– Так она сошла с ума?

– Нет, не сошла с ума. Просто состарилась.

– Она умрет?

Томас поколебался, затем ответил:

– Да. Однажды.

– Но не сейчас?

– Нет, не сейчас. Спи.

Лили попыталась отодвинуться на край кровати, высвободиться из хватки отца, но мужчина притянул ее ближе, шепча:

– Тс-с, не бойся.

Лили больше ничего не сказала, но не от страха, а от отвращения, и не попросила его уйти, а притворилась спящей. Через окно ей было видно звезды. Лили выбрала одну и стала ждать, когда та упадет. Ждала долго, звезда все не падала, и в конце концов Лили заснула. Проснувшись на рассвете, она понятия не имела, осталась ли звезда на прежнем месте – далеко, скрытая под покровом небесной лазури, – или рухнула где-то на Ступне Тапала.

* * *

Ночью было тяжелее всего.
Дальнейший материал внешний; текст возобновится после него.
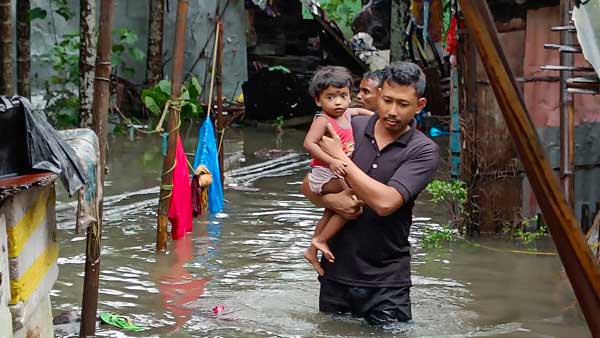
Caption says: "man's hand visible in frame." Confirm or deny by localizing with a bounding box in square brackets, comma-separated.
[329, 159, 346, 177]
[322, 190, 364, 220]
[300, 177, 364, 220]
[319, 123, 347, 160]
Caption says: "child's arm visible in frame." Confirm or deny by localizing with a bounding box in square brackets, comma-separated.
[348, 108, 375, 116]
[304, 116, 346, 176]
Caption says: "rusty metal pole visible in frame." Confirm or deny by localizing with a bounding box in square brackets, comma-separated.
[560, 0, 575, 210]
[156, 0, 188, 251]
[79, 0, 115, 337]
[215, 19, 225, 187]
[459, 0, 600, 337]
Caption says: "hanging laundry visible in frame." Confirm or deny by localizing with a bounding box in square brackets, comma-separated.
[193, 117, 223, 212]
[192, 165, 212, 216]
[169, 136, 192, 240]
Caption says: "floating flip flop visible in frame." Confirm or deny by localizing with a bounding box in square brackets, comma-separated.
[100, 312, 144, 332]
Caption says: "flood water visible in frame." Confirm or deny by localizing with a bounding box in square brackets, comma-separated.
[51, 127, 590, 338]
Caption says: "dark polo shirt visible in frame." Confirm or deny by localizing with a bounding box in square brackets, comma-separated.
[321, 115, 440, 287]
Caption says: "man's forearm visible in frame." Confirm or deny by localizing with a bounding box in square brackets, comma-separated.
[341, 154, 404, 216]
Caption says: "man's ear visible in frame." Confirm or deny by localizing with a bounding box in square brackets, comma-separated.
[417, 97, 427, 112]
[313, 96, 321, 107]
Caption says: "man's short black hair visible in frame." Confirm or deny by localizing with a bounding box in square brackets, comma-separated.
[308, 66, 352, 98]
[363, 69, 385, 88]
[383, 62, 427, 98]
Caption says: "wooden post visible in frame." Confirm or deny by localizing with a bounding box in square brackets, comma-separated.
[0, 0, 14, 96]
[84, 0, 115, 338]
[560, 0, 575, 210]
[390, 0, 410, 62]
[146, 0, 165, 87]
[17, 0, 31, 98]
[156, 0, 188, 251]
[215, 19, 225, 187]
[459, 0, 600, 337]
[79, 0, 96, 128]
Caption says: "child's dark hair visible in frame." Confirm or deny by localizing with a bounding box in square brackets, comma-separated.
[383, 62, 427, 97]
[308, 66, 352, 97]
[363, 69, 385, 87]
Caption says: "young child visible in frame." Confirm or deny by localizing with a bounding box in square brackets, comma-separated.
[304, 66, 373, 275]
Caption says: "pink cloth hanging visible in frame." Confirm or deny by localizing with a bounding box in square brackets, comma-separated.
[169, 136, 192, 240]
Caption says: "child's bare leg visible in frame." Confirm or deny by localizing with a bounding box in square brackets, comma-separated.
[304, 209, 335, 276]
[309, 179, 349, 263]
[311, 214, 346, 263]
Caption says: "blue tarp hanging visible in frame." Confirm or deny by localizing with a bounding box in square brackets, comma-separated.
[194, 116, 223, 212]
В холодной тьме комнаты дневные размышления Сарбана оживали. Луна равнодушно проливала свет, озарявший то одно, то другое, а пустоту священник заполнял своими мыслями, изгоняя тени и мрак. В углу он поместил кроватку Бога, короткую и узенькую, под стать отроку, и лишь буйный, непослушный чуб выглядывал из-под одеяла. Слышно было, как Бог посапывает, вероятно, видя во сне мир, в котором Сарбану не пришлось бы наполнять тени смыслом. Возле кровати – грязные башмаки, вечно в пыли биварских проулков (ибо тьму снаружи Сарбан наполнил Биварой, тем городом, где было Всё, пока не нагрянуло Ничто, а не городом мэтрэгунцев, где всепожирающее Ничто восторжествовало); под одеялом Бога, внутри его плоти Сарбан заподозрил проблески подростковых страстей, словно маленькие бутоны болезни, ночные тоскливые мечтания о какой-нибудь юной горожанке, и священник опечалился, ибо знал, что не сумел спасти Бога от смерти, но успокоил себя тем, что хоть от любви его спас. Он моргнул разок, и Бог – весь целиком – канул в небытие.
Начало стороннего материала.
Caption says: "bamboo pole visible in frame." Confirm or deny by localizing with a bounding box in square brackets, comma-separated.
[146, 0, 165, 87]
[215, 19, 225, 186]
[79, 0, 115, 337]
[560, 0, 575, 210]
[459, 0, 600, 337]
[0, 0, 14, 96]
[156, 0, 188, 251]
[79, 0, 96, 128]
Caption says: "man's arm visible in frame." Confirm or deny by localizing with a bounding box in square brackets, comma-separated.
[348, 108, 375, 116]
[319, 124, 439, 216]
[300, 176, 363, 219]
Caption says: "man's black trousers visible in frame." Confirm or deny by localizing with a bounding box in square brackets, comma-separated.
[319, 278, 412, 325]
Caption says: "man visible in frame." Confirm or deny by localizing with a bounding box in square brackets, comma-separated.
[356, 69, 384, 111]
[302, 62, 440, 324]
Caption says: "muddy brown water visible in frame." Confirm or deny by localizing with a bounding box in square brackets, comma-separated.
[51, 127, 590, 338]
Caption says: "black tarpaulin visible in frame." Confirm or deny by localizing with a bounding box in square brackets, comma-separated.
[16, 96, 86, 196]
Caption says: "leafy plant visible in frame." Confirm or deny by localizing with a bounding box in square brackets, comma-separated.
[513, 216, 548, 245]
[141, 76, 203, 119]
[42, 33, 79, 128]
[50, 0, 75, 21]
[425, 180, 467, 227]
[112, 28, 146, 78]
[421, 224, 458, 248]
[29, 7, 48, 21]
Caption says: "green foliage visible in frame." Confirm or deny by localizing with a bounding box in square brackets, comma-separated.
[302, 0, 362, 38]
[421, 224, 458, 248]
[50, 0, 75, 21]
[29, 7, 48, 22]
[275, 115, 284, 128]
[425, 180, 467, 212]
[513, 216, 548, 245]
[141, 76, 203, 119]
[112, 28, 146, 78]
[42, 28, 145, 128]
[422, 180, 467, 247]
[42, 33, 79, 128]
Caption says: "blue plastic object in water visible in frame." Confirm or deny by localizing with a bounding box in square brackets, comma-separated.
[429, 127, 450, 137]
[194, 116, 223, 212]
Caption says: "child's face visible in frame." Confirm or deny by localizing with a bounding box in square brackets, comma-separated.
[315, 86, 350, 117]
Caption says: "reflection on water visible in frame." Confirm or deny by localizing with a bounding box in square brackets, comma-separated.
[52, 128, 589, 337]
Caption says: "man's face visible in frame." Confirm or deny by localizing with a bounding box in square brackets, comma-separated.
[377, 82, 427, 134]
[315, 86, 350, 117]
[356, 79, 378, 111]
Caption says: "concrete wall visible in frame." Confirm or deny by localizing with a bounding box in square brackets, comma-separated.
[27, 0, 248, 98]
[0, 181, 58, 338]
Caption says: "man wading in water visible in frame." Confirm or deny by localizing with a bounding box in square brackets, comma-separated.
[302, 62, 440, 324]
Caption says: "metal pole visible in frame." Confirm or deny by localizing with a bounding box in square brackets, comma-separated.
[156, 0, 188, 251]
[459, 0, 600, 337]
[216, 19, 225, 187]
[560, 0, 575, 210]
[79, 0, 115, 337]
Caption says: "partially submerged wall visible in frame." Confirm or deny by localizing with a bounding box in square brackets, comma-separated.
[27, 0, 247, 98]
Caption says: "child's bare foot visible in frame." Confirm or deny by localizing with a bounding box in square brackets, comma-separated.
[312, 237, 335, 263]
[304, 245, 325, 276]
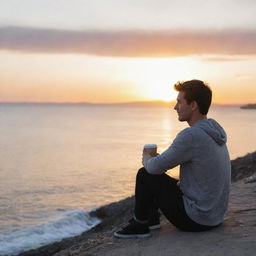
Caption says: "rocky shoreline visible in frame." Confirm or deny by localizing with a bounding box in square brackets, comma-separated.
[19, 151, 256, 256]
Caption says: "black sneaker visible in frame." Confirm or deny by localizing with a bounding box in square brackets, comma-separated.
[148, 216, 161, 230]
[114, 219, 151, 238]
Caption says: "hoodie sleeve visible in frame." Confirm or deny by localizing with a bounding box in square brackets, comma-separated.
[143, 128, 193, 174]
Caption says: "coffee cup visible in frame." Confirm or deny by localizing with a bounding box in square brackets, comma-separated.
[144, 144, 157, 156]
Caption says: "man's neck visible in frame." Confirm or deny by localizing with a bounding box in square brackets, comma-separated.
[188, 114, 207, 126]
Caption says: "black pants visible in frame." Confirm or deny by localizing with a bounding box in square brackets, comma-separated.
[134, 168, 218, 231]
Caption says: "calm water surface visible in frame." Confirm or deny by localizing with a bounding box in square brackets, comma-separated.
[0, 104, 256, 254]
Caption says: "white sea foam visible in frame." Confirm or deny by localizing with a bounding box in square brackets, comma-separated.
[0, 210, 101, 255]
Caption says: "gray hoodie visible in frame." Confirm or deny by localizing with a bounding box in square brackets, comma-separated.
[144, 119, 231, 226]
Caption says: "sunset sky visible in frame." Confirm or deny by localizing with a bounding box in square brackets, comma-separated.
[0, 0, 256, 104]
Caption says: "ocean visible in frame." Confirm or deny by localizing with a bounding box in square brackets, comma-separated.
[0, 103, 256, 255]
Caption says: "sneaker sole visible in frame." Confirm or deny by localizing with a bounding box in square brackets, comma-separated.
[114, 232, 151, 238]
[149, 224, 161, 230]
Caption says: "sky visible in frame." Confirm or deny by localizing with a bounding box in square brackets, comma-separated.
[0, 0, 256, 104]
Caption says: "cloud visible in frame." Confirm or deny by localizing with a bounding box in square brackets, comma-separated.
[0, 27, 256, 57]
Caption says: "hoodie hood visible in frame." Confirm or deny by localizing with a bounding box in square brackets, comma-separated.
[194, 118, 227, 145]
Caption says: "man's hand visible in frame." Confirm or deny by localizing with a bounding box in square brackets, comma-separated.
[142, 149, 159, 166]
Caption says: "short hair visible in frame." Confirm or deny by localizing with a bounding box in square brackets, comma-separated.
[174, 79, 212, 115]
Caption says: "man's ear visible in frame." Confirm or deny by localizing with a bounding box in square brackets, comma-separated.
[191, 101, 198, 110]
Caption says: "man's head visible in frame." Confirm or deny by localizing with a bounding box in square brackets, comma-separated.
[174, 80, 212, 123]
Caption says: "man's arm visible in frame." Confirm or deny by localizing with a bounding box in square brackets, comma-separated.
[143, 128, 193, 174]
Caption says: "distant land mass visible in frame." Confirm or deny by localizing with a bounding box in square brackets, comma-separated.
[240, 104, 256, 109]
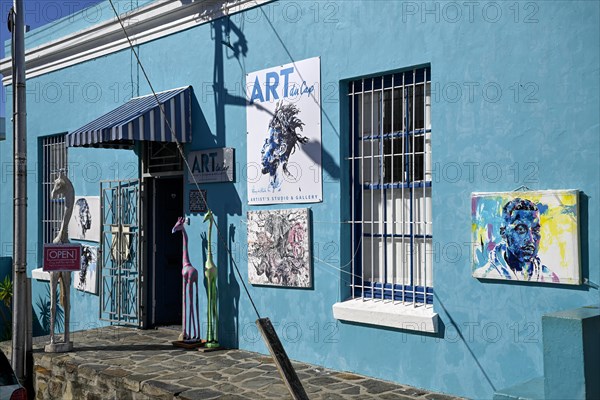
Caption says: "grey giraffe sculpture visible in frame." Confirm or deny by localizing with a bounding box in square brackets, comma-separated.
[45, 171, 75, 353]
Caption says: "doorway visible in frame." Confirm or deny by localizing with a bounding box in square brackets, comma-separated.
[146, 175, 183, 327]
Слева от Сарбана, на пустой половине кровати, вновь обосновался холод. Сарбан гнал его ночь за ночью, обнимая подушки, одеяла и простыни, и наполнял весь мрак Варой. Холодный воздух клубился и струился, очерчивая женские формы, и там, где раньше не было ничего, под одеялом проступала пышная грудь Вары. Ее живот ждал его, словно непаханое поле, и казалось, что Бога она не рожала, таким зеленым, полным силы и страсти было это поле, и Сарбан ощутил, как в нем скапливаются проклятия и злость, собираются в семени и бурлят без намека на избавление. На распущенных волосах Вары, подстриженных по игривой биварской моде, в равнодушном лунном свете поблескивали искорки, и Сарбану захотелось спрятать эти волосы, поэтому он склонил лицо туда, где под одеялом сочилось теплой влагой лоно, и стал его целовать, лизать. Тихо, чтобы не разбудить Бога, причмокивал, смачивая пересохший язык. Вара не стонала – она никогда не стонала, плотская любовь была для нее таинством, которое разворачивалось за пределами мира, далеко от соприкасающихся тел, и Сарбан так ни разу и не сумел проникнуть в ту даль, где Вара кричала от наслаждения.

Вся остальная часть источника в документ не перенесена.